Concerns about extradition treaties with Beijing have been a key driver of the unprecedented protests rocking Hong Kong since June.
The proposed Hong Kong laws would have allowed the transfer of people accused of crimes abroad to mainland China which does not have an independent judiciary, and has a record of arbitrary detention, torture, serious violations of fair trial rights, and various systems of incommunicado detention without trial. In the past, the Chinese government has used bogus charges, such as fraud, to imprison those who oppose its policies.
Extradition treaties are often a legitimate tool of international law enforcement, but sending people to a country where they are at risk of serious human rights abuses is a breach of international human rights law.

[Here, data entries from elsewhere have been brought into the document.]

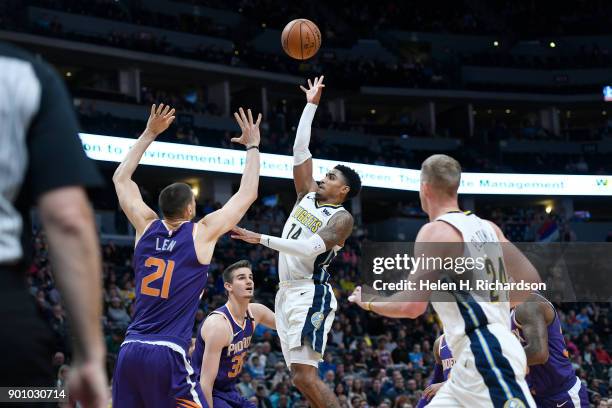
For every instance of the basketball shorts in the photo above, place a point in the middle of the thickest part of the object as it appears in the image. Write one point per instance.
(304, 316)
(575, 397)
(230, 399)
(154, 374)
(489, 372)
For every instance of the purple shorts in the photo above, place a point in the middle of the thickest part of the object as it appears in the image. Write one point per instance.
(154, 375)
(230, 399)
(575, 397)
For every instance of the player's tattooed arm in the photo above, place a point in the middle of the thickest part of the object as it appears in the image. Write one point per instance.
(518, 266)
(302, 158)
(534, 318)
(337, 230)
(130, 200)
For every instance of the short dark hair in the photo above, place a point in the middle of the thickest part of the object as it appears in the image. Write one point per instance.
(228, 273)
(352, 180)
(174, 198)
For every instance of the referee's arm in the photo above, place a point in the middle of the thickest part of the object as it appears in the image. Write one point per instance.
(58, 171)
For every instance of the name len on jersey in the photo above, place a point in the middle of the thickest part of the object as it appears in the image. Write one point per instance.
(308, 220)
(166, 245)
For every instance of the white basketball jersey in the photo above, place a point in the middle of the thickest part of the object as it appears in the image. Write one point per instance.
(470, 311)
(306, 219)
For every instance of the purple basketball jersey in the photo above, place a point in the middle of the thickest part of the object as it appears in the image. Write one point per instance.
(169, 283)
(447, 358)
(441, 371)
(232, 356)
(557, 374)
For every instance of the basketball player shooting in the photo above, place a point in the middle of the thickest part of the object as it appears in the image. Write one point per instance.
(551, 377)
(315, 231)
(171, 261)
(490, 364)
(224, 339)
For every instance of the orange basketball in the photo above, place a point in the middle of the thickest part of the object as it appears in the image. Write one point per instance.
(301, 39)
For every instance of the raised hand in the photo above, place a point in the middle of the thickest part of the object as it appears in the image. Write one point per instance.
(355, 297)
(313, 93)
(250, 131)
(431, 390)
(160, 118)
(245, 235)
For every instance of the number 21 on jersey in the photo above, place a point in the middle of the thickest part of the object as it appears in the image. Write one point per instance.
(164, 270)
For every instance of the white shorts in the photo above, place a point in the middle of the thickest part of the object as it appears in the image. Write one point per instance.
(489, 372)
(304, 314)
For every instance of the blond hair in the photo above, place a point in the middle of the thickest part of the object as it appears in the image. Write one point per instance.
(442, 172)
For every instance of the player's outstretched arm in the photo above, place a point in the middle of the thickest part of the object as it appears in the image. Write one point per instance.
(337, 230)
(518, 267)
(413, 303)
(139, 214)
(302, 159)
(222, 220)
(216, 334)
(263, 315)
(534, 318)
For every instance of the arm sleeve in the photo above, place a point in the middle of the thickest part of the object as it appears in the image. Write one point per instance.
(56, 155)
(302, 136)
(308, 248)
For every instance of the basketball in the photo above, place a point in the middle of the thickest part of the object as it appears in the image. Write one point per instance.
(301, 39)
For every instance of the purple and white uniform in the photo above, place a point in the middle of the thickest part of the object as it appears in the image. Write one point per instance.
(441, 371)
(152, 368)
(225, 394)
(554, 383)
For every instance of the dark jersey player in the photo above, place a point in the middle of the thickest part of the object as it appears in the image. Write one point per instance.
(224, 339)
(171, 260)
(551, 377)
(444, 362)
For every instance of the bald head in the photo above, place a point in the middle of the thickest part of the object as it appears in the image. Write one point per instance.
(442, 173)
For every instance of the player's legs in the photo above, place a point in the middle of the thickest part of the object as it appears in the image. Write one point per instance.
(154, 376)
(489, 372)
(444, 398)
(126, 377)
(575, 397)
(306, 379)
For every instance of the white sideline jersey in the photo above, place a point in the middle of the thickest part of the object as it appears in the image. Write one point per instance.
(476, 308)
(305, 220)
(490, 363)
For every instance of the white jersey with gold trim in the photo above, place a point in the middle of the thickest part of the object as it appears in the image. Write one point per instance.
(458, 318)
(305, 220)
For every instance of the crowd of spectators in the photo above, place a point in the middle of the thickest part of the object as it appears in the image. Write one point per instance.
(370, 361)
(278, 132)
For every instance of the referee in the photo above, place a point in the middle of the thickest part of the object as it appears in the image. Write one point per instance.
(42, 163)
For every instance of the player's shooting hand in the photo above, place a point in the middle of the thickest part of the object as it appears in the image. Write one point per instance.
(87, 384)
(355, 297)
(431, 390)
(314, 91)
(245, 235)
(160, 118)
(250, 130)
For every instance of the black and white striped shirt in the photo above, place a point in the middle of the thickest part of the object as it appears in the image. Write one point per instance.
(39, 145)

Several international legal obligations prohibit Nepal from returning people to places where there is a real risk of serious human rights violations. Nepal is also bound by the principle of non-refoulement, which means refugees must not be sent back to countries where they face threats to their life or freedom.
Nepal is home to around 20,000 Tibetans, and while many have been granted refugee status, some have not. This makes them especially vulnerable, particularly as Nepal’s willingness to defend Tibetans’ rights has shrunk considerably under Chinese pressure.
A number of economic and infrastructure agreements are expected to be signed during Xi’s visit. But as Prime Minister K.P. Oli has said, achieving economic growth and protecting human rights have to go together.